Menschenmassen tummeln sich in den frühen Morgenstunden des 10. November 1989 vor dem großen Eingangstor des Kaufhauses des Westens am Tauentzien – kurz KaDeWe. Manche warten schon seit Stunden in der Novemberkälte darauf, dass der glamouröse Konsumtempel öffnet. Sie wollen an diesem Tag die Ersten aus der DDR sein, die einen Blick auf die bislang unerreichbare bunte westliche Warenwelt werfen.
Am Abend zuvor fällt die Mauer. Die ganze Nacht hindurch feiern Menschen aus dem Osten der Stadt gemeinsam mit Westberlinerinnen und Westberlinern rund um den Ku’damm und das KaDeWe. Kneipen reagieren teilweise mit spontanen Sonderangeboten, wie ein Bier für eine Ostmark. Die Menschen jubeln und feiern bis es dämmert. Dann öffnen die Läden der West-Berliner Shoppingmeile.
Das KaDeWe bereitet sich am Tag nach dem Mauerfall schnell auf den Ansturm aus der DDR vor. Allen wird nach der aufregenden ersten Nacht in West-Berlin zunächst eine kostenlose Tasse Kaffee zum Aufwärmen serviert. Dann bestaunen die Besuchenden ungläubig das Angebot in den Auslagen.
In der DDR herrscht Mangelwirtschaft. Offiziell verspricht Staatschef Erich Honecker den Konsumsozialismus mit einem hohen Lebensstandard. Doch faktisch fehlt es an vielem wie Fernsehern, Fotoapparaten oder Haushaltsgeräten. Während der Grundbedarf meist gestillt wird, sind hochwertige Produkte knapp. Der Westen wird in den Köpfen zum Sehnsuchtsort.
Seit 1970 bekommt jede und jeder Ostdeutsche bei der Einreise in die Bundesrepublik Begrüßungsgeld. 1988 wird es auf 100 DM erhöht und kann einmal im Jahr beansprucht werden. Nach dem Mauerfall jedoch bilden sich rasch lange Schlangen vor den Banken. Viele wollen das Geld schnell ausgeben und sich lang gehegte Wünsche erfüllen. Beliebt sind Elektronikartikel und Musik. Auch Süßigkeiten werden häufig gekauft.
Doch nicht alle sind nur begeistert von dem, was sie zu sehen bekommen. "Braucht ihr wirklich 86 Sorten Salami?" fragt eine Frau aus Ost-Berlin kritisch beim Besuch der berühmten Delikatessenabteilung. Auch die Preise erschrecken viele – und sie steigen in diesen Tagen deutlich an.

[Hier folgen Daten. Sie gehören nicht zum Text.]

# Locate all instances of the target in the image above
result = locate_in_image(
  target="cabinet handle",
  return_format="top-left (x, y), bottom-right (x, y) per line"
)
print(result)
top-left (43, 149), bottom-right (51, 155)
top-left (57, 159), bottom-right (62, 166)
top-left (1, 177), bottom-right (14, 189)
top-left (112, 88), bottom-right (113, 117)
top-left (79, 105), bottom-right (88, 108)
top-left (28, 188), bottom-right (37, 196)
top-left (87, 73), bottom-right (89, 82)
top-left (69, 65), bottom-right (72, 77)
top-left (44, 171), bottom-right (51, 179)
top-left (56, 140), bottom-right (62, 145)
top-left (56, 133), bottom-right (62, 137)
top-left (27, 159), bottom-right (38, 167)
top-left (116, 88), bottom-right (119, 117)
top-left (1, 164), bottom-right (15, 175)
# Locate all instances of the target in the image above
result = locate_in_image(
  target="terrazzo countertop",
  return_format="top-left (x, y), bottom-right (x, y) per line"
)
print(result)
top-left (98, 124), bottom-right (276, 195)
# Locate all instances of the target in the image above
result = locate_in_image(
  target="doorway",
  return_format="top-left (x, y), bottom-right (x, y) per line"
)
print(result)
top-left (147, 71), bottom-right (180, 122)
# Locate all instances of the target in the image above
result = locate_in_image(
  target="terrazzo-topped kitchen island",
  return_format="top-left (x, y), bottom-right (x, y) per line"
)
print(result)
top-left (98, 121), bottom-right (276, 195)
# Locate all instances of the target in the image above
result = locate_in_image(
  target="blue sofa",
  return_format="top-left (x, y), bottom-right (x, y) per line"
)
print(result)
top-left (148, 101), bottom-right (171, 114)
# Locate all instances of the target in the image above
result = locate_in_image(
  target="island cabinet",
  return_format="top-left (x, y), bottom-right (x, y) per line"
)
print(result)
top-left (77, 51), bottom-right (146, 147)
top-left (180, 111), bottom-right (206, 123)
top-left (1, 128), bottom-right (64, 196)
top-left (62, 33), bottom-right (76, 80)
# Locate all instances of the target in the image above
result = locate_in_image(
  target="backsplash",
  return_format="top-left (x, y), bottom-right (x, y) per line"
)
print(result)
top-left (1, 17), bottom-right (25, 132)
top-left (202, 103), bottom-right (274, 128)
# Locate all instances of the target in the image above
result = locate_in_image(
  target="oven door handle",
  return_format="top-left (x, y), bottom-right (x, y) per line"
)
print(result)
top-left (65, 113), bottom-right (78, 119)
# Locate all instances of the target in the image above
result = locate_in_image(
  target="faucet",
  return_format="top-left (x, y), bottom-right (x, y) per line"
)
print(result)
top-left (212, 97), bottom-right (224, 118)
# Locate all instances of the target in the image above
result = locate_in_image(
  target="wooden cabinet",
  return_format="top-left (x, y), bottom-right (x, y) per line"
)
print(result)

Nach dem ersten Ansturm am 10. November fahren die meisten zurück nach Hause in die DDR. Doch die Mauer bleibt offen und das KaDeWe ist weiterhin ein Besuchermagnet für Menschen aus der DDR. 200.000 Besuchende strömen an manchen Tagen im November 1989 durch die Gänge des Luxuskaufhauses. Nie waren mehr Menschen im KaDeWe.